2014-04-21 21:59:30いずれにせよ、送電距離が長いほど送電ロスが多くなるのは自然の理であり、送電時の発熱は温暖化の進展にも一定程度関与していると考えられる。このような送電ロスは、原発よりは火発の稼働、また、小規模であっても送電距離が極端に短い地域発電の拡大によって、抑制できるはずである。
2014-04-21 22:00:303.必要悪としての廃棄物焼却
以下で「ごみ」は一般廃棄物を指す。堆肥化処理等を除けば、ごみは焼却(中間処理)を行わずに直接埋立処分するのが最も望ましい。しかし、日本は国土が狭く最終処分場の確保が困難であり、図の如く一般廃棄物処分場の埋立残余容量は年々減少している。 http://t.co/yIheNVf5Yt
2014-04-21 22:03:02前ツイの図では、残余容量が減少しているにもかかわらず、残余年数は年々延長されている。この原因の一つは、このツイでの図示のように排出ごみ量の減少である。 http://t.co/aVmpX4Sl7a
2014-04-21 22:04:39二つ目の原因はごみのリサイクルの進展である。図のように、現在のリサイクル率は20%をほんの少し超えるまでに上昇している。リサイクル率(%)=(集団回収量+直接資源化量+中間処理後再生利用量)/総排出量 × 100 http://t.co/Mj2WmfCnCr
2014-04-21 22:05:55三つ目の原因は、ごみ焼却処理率の上昇である。2011年では、ごみの焼却処理量は3399万トン(焼却率98.6%)で、焼却残渣として埋立処分されるのは873万トン、約5分の1に減る。先の図にもある如く、処分場の残余容量は容積で推計され、容積は焼却で約10分の1から20分の1に減る。
2014-04-21 22:08:27繰り返しになるが、ごみは焼却処理を行わずに直接埋立処分するのが最も望ましい。しかし、日本のように国土が狭く最終処分場の確保が困難な地域では、ごみ焼却は処分場の残余年数を維持するための必要悪である。その必要悪で生じる排熱を活用する技術の一つがごみ発電だ。
2014-04-21 22:09:334.地産地消と環境配慮につながる ごみ発電
ごみ発電では、ごみを焼却処理して生じるエネルギーの一部を電気に変える。発電に伴うCO2増加などの追加的環境負荷がなく、新エネルギーの中では安定的電源であり、さらに、小規模だが電力需要地に直結した分散型電源である。
2014-04-21 22:10:32ごみ発電は、その他の余熱利用(たとえば、温水プール)とともに、焼却の結果として発生し、主に煙突から出ていく排熱を減らす。それゆえ、ごみ発電を伴わない焼却処理と比較すると、ヒートアイランドや温暖化への悪影響を低減する方向にはたらく。
2014-04-21 22:11:39全国のごみ発電能力は、図のように増加傾向にある。ソースは環境・循環型社会・生物多様性白書平成25年版である。 http://t.co/DmKXOIx0PP http://t.co/NpONtmsDaN
2014-04-21 22:12:53ごみ発電による年間発電量は2011年には7500 GWhであった。この実績は、電力9社の送電ロス量の約20%に相当する。これをどう評価するかは、人によって異なるだろう。
2014-04-21 22:14:33ごみ発電量をさらに増やすことは可能だろうか? 現在、処理能力ベースでは60%の施設でごみ発電が行われている。ドイツのように処理能力ベースで100%を達成できれば、ごみ焼却量が変わらない場合、年間発電量は12500 GWh(送電ロス量の32%)まで増えることになる。

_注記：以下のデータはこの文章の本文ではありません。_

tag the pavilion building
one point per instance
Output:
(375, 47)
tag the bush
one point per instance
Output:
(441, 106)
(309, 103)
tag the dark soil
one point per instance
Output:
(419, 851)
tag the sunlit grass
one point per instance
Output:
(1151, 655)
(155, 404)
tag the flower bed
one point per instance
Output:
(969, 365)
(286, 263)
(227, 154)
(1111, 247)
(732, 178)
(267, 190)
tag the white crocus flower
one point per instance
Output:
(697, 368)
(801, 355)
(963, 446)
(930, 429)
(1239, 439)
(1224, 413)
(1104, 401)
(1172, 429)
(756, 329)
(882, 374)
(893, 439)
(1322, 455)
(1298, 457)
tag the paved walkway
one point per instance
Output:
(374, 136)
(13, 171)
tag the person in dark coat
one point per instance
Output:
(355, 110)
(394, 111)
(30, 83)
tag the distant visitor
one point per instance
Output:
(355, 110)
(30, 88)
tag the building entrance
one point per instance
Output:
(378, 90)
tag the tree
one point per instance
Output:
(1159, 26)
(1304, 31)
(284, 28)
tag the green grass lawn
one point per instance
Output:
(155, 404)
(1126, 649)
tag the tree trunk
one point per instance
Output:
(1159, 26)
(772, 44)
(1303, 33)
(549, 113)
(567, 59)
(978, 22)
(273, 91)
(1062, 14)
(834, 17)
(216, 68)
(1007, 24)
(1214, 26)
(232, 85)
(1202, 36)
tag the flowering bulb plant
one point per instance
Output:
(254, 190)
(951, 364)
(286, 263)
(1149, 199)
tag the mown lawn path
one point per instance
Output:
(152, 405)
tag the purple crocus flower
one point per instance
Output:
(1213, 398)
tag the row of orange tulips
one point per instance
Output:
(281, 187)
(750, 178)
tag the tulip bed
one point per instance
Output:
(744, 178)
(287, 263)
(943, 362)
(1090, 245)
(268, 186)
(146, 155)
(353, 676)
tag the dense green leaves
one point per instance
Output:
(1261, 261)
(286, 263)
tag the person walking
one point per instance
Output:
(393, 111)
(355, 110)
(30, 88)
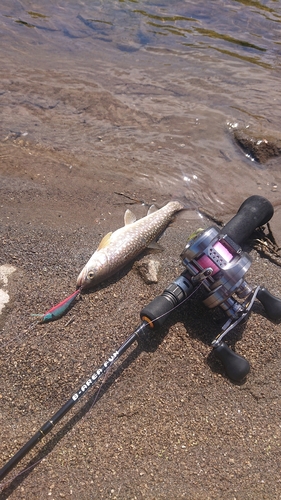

2014-04-21 22:15:44さらに、2011年のごみ発電効率は全国平均12%で、初期の施設の発電効率が5%程度であったことが尾を引いている。近年新設の施設では20%あるいはそれ以上の発電効率が実現されており、今後の古い焼却施設の建て替えにより、発電量の増加が期待できる。
2014-04-21 22:17:11仮に発電効率が焼却施設の建て替えによって全国平均で15%になるとすれば、年間ごみ発電量は約13000 GWh(送電ロス量の33%)に増加する。
2014-04-21 22:18:16ごみ発電に関する連投では、複雑な燃焼・汚染防止のプロセスには、あえて触れていない。実際には主にダイオキシン類発生防止のため、900℃前後でのごみの燃焼→発生ガスの200℃までの急速冷却、処理後の再加熱など複雑なプロセスをたどる。単純なプロセスでないことはご理解願いたい。